HashStore, a hash-based object store for DataONE data packages
Apache License 2.0
1 stars 1 forks source link

Revise HashStore storeObject process #73

Closed doulikecookiedough closed 7 months ago

doulikecookiedough commented 8 months ago

Currently, when a Metacat client uploads a file, the form, metadata and stream to the object itself can come in any order. As a result, if the stream arrives first (before the form which contains the pid), we will be unable to call any storeObject and its overload methods.

Investigate how we could potentially revise our process, discuss the solution(s) with Jing and double check with the backend team. Once a solution has been accepted, implement the changes here and in HashStore-java.

doulikecookiedough commented 8 months ago

To Review with @taojing2002 :

In this revised approach, I propose that we:

1) Store objects with their content identifier (cid) as the permanent address

Details:

1) What is the new storeObject process?

2) How does the refs keep track of pids and prevent accidental deletions?

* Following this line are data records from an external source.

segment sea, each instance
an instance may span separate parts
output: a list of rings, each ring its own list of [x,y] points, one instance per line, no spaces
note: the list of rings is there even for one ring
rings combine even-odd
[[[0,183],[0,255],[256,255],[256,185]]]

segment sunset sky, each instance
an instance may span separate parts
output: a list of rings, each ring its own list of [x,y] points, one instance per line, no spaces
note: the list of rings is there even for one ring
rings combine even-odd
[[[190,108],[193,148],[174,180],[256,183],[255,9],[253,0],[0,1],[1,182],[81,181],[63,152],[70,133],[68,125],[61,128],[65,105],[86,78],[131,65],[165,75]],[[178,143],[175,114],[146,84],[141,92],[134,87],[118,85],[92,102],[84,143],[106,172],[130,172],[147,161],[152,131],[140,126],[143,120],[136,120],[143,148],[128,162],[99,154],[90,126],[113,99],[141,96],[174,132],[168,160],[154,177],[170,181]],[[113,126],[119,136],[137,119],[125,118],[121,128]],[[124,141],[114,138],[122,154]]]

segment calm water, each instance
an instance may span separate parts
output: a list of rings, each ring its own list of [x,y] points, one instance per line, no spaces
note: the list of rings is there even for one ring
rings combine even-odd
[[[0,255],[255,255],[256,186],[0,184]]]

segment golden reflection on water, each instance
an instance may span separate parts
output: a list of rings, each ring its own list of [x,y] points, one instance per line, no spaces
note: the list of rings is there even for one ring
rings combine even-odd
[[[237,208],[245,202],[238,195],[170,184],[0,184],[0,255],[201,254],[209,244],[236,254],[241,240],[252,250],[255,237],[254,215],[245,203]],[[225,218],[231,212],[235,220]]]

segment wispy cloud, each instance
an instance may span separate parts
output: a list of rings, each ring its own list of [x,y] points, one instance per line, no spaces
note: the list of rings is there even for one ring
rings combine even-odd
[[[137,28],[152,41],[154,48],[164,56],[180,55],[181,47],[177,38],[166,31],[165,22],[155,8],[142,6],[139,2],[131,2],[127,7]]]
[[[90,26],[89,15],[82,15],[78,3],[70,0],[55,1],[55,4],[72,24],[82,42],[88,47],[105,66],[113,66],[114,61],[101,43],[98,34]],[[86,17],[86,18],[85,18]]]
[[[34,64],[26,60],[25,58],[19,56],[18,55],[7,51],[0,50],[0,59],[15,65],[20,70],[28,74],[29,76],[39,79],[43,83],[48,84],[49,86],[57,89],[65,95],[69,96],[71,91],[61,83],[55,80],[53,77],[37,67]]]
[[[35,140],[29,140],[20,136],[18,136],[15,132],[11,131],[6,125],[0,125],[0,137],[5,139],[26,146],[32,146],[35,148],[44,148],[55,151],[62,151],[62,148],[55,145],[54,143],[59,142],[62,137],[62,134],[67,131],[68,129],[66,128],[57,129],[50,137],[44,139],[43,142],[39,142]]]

3) What happens if we are trying to write a reference file and delete it at the same time?

doulikecookiedough commented 8 months ago

The comment above has been updated after discussing with @taojing2002. Note, we must clarify how the Public API will change regarding storeObject() and whether the new process becomes the norm, with the existing methods becoming the exception (one could use it, but the Metacat client won't). Alternatively, we can remove the existing storeObject() methods and only have one process to store an object. Lastly, we must carefully implement and test that the locking process.

I will first implement these changes in Python before moving onto Java.

doulikecookiedough commented 7 months ago

This has been completed via Feature-73: store_object Refactor (with References)

Additional testing to be done during cross-language testing with HashStore-java's refactor/implementation.